In the case at hand, Petitioner has made no such stipulation. On the contrary, it maintains, and prima facie has proved, that the work entailed on the job in dispute (with the possible exception of that work, if any, performed by a licensed plumber or plumbers) could have been performed by the Claimants and, therefore, was irretrievably lost to them. To this extent the Claimants have shown damages within the meaning of the "make whole" concept and not incompatible with the holding in Denver and Rio

13845-17 209

Grande. And this showing was not sufficiently rebutted by the Carrier, nor is it overcome by the mere fact that while the disputed work was being done Claimants were working on their regular assignments. As was succinctly stated in Award 1803 (Carter), Second Division: "There can be only one recovery for the breach and it may not be defeated because carrier kept its employes working on other work during the time the contracted work was performed." Or, as it was more recently expressed in Award 13349 (Hutchins), Third Division (Supplemental):


"The burden is upon the employe to show what his loss has been. But, upon showing that he has sustained a loss of certain work and what that work was, he has overcome the burden. If the Carrier wishes to show in mitigation that the employe received other income, the burden of proof is upon the Carrier. Further, in a case such as this where the employe could have done the work at more than one time, the Carrier must show that the employe was employed at all times when he could reasonably have done the work."


See also Awards 11937 (Dorsey), 11450 (Coburn), 7836 (Bailer), 4921 (cited supra).

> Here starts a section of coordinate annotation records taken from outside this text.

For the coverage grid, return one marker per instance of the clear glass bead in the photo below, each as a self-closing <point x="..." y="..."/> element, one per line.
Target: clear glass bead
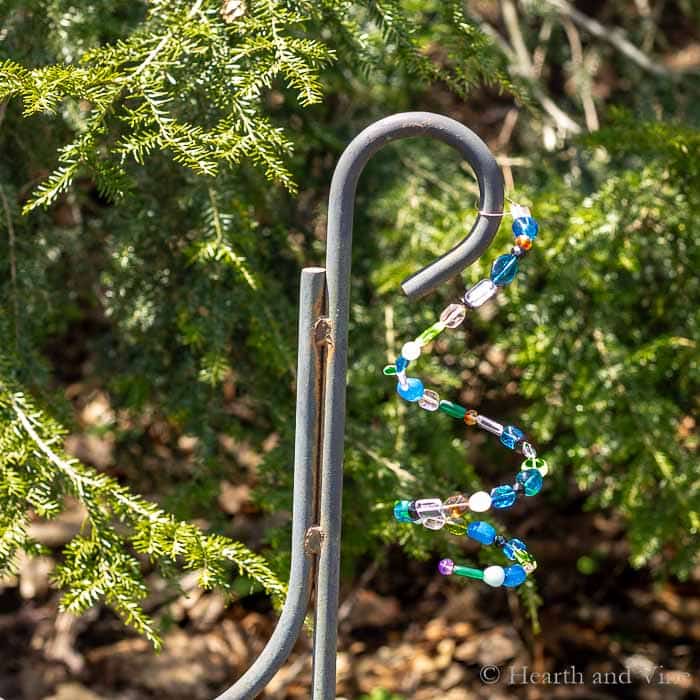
<point x="430" y="400"/>
<point x="430" y="512"/>
<point x="430" y="333"/>
<point x="479" y="502"/>
<point x="494" y="576"/>
<point x="453" y="315"/>
<point x="480" y="293"/>
<point x="456" y="506"/>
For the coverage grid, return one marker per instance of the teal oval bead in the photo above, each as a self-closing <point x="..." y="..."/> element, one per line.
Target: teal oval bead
<point x="515" y="575"/>
<point x="510" y="436"/>
<point x="401" y="511"/>
<point x="503" y="496"/>
<point x="481" y="532"/>
<point x="413" y="391"/>
<point x="504" y="269"/>
<point x="531" y="480"/>
<point x="510" y="546"/>
<point x="525" y="226"/>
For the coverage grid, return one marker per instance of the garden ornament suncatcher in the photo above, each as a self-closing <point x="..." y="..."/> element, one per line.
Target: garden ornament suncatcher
<point x="320" y="405"/>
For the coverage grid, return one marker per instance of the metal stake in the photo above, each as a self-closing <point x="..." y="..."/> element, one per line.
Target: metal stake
<point x="322" y="381"/>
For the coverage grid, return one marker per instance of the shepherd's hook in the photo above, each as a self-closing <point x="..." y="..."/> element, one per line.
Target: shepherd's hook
<point x="321" y="383"/>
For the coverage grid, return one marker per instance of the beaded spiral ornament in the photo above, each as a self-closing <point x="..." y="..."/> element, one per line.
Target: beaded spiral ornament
<point x="433" y="513"/>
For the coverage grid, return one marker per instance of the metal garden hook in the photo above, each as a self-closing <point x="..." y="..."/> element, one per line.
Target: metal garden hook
<point x="321" y="384"/>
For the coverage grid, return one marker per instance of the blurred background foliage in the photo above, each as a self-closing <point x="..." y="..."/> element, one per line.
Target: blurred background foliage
<point x="174" y="184"/>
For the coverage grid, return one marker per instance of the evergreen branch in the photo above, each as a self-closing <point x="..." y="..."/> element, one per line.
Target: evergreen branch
<point x="97" y="565"/>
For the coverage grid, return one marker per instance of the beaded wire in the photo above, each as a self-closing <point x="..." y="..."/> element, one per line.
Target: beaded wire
<point x="433" y="513"/>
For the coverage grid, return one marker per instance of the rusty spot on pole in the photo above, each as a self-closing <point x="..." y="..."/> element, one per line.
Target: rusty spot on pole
<point x="313" y="540"/>
<point x="323" y="332"/>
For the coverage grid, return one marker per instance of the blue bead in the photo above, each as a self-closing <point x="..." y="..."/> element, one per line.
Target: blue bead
<point x="531" y="479"/>
<point x="401" y="511"/>
<point x="481" y="532"/>
<point x="503" y="496"/>
<point x="511" y="545"/>
<point x="525" y="226"/>
<point x="511" y="435"/>
<point x="413" y="391"/>
<point x="515" y="575"/>
<point x="504" y="269"/>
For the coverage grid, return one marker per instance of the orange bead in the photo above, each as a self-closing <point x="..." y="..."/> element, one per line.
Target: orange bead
<point x="470" y="417"/>
<point x="525" y="242"/>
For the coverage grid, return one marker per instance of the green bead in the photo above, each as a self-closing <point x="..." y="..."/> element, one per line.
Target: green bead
<point x="453" y="409"/>
<point x="469" y="572"/>
<point x="456" y="529"/>
<point x="535" y="463"/>
<point x="430" y="333"/>
<point x="525" y="559"/>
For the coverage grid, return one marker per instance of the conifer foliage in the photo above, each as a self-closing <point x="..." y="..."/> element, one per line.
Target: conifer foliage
<point x="180" y="91"/>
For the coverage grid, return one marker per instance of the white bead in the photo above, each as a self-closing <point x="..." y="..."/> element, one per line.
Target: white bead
<point x="494" y="576"/>
<point x="480" y="293"/>
<point x="411" y="350"/>
<point x="479" y="501"/>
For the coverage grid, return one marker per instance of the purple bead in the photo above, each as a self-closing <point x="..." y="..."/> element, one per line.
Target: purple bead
<point x="446" y="567"/>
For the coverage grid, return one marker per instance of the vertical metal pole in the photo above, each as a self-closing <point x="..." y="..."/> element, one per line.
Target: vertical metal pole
<point x="320" y="433"/>
<point x="338" y="260"/>
<point x="306" y="467"/>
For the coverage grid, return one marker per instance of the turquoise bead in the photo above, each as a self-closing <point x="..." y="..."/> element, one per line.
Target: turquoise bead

For all the reasons stated we will sustain the claim, except for so much of it as may include the work time, if any, spent by a licensed plumber or plumbers on the project at issue.


FINDINGS: The Third Division of the Adjustment Board, upon the whole record and all the evidence, finds and holds:


    That the parties waived oral hearing;


That the Carrier and the Employes involved in this dispute are respectively Carrier and Employes within the meaning of the Railway Labor Act, as approved June 21, 1934;


That this Division of the Adjustment Board has jurisdiction over the dispute involved herein; and


    That the Carrier violated the Agreement.


                  AWARD


    Claim sustained to the extent indicated in Opinion.


              NATIONAL RAILROAD ADJUSTMENT BOARD By Order of THIRD DIVISION


              ATTEST: S. H. Schulty

              Executive Secretary


Dated at Chicago, Illinois, this 24th day of September 1965.